Die Schauspieler scheinen mir nicht nur sehr passend ausgesucht, sondern spielen auch überzeugend innerhalb des Freiraumes, den die einzelnen Rollen in ihrer Funktion innerhalb der Erzählung haben. Am meisten Sympathie wird Sido einheimsen, der sich treu bleibt. Und wir wollen jetzt nicht so weit gehen, das als Kalkül abzutun, immerhin bietet er einem Weltkonzern namentlich die Stirn. Dann Claudia Eisinger, die die taffe Assistentin Jasmin vom Sony-Macher spielt, die mehr Macht hat als ihre Funktion vermuten lässt, die aber die Entwicklung um die Blutzbrüdaz wach verfolgt und bei der die widerliche Behandlung der Band durch Sony auch das Fass zum Überlaufen bringt. Allerdings muss man sich da einiges selber denken, weil sich alles um Sido dreht. Trotzdem ist der Umschwung bei ihr so, dass man ihn sich merken kann und er zur Profilierung der Figur beiträgt.

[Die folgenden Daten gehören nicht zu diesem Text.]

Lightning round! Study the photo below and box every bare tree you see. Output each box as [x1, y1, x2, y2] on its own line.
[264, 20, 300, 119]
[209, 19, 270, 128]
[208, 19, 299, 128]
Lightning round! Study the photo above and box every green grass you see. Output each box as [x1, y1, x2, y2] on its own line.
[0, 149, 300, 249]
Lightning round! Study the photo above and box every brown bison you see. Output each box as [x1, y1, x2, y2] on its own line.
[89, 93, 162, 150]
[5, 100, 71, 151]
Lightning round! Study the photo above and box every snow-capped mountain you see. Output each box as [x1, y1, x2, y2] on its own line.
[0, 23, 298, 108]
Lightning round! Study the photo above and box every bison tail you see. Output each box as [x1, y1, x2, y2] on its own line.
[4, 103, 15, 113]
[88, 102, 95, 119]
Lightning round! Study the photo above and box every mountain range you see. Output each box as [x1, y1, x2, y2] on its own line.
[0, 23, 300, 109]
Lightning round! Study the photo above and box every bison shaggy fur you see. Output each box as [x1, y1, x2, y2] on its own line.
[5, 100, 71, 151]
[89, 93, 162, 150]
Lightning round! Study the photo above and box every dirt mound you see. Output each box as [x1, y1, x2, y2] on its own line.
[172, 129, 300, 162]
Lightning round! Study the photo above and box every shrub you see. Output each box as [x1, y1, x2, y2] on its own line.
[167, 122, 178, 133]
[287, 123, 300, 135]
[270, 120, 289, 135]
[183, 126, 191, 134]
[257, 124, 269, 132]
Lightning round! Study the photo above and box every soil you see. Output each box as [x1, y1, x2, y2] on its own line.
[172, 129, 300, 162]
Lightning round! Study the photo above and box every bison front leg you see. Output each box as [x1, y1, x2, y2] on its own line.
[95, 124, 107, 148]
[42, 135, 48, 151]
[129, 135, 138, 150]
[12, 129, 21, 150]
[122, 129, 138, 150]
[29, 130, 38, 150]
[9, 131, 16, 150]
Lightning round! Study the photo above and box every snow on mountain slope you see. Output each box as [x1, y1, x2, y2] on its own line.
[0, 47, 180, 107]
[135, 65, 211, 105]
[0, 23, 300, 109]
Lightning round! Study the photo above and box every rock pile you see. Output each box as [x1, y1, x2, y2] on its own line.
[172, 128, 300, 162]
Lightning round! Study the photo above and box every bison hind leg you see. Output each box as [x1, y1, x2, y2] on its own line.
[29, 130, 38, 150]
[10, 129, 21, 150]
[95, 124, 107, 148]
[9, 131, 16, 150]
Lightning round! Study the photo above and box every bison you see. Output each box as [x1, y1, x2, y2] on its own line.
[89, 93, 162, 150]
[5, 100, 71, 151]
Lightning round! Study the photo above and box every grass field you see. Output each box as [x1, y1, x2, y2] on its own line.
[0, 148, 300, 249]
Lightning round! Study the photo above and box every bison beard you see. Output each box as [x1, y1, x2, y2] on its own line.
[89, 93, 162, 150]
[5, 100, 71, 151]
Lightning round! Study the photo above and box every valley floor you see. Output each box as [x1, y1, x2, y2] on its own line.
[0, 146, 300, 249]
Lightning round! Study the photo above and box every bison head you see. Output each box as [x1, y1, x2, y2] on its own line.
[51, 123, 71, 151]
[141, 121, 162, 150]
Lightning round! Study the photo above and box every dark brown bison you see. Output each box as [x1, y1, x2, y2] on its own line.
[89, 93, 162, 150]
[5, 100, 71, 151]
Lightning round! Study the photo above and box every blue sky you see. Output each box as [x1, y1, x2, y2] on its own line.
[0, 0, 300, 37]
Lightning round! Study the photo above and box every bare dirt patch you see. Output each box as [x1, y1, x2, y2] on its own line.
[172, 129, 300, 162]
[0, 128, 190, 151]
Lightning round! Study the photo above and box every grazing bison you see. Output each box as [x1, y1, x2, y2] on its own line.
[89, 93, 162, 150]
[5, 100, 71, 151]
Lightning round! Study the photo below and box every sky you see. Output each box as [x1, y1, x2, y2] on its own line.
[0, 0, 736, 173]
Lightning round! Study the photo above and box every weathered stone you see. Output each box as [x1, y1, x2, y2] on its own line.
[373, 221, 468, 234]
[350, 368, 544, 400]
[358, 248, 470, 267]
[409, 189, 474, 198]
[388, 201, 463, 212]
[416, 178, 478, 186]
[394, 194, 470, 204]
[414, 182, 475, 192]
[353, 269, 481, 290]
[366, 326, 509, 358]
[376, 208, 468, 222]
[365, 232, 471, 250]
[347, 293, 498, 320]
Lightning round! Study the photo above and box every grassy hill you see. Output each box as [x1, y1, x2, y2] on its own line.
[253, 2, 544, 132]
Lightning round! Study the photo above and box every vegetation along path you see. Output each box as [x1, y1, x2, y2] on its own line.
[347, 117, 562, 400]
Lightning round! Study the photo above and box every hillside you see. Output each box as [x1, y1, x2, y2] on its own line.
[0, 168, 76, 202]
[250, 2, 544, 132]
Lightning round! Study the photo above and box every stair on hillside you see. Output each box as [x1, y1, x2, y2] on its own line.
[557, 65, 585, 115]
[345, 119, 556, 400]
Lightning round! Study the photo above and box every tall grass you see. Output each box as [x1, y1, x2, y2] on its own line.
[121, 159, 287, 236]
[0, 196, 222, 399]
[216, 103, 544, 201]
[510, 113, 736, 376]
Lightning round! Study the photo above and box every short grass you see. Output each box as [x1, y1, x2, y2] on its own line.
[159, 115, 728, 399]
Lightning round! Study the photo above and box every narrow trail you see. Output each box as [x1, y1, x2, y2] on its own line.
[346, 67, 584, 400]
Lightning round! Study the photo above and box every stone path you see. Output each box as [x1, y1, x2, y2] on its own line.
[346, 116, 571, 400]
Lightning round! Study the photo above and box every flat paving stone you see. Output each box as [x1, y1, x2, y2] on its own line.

Fazit: ein Film in einer universellen Erzählweise, wie sie in Deutschland nicht mehr möglich schien mit einem Protagonisten, der Empathie erweckt; ein Schritt in die richtige Richtung. Und vielleicht einer der ersten, die endlich mal das Ausländerthema nicht als Thema behandeln. Es ist die Geschichte von Menschen in Deutschland, die nach oben kommen wollen und dabei mit den Machenschaften von Konzernen wie Sony ins Gehege kommen, weil sie sich nicht verbiegen lassen wollen

Der Film spielt im Berlin anno 2000. Und wenn ein Automat, weil er nicht funktioniert und man draufhaut in der U-Bahn, Geld ausspuckt bis die U-Bahn-Wache kommt, die abgerissenen Rapper zu verhaften, dann spukt der jede Menge schöner alter Markstücke aus, die man sich trotz Eurokrise nicht zurückwünscht.
Seinen Weg gehen, das ist das aufrechte Motto von Sido/Otis. Und damit vielleicht auch der Weg zu den Ursprüngen des Geschichtenerzählens, denn wer seinen Weg geht, der hat was zu erzählen. Somit kleine Gegenposition zu den Heerscharen deutscher Filmemacher, die sich durchs Fördersystem von ihrem Weg abbringen lassen.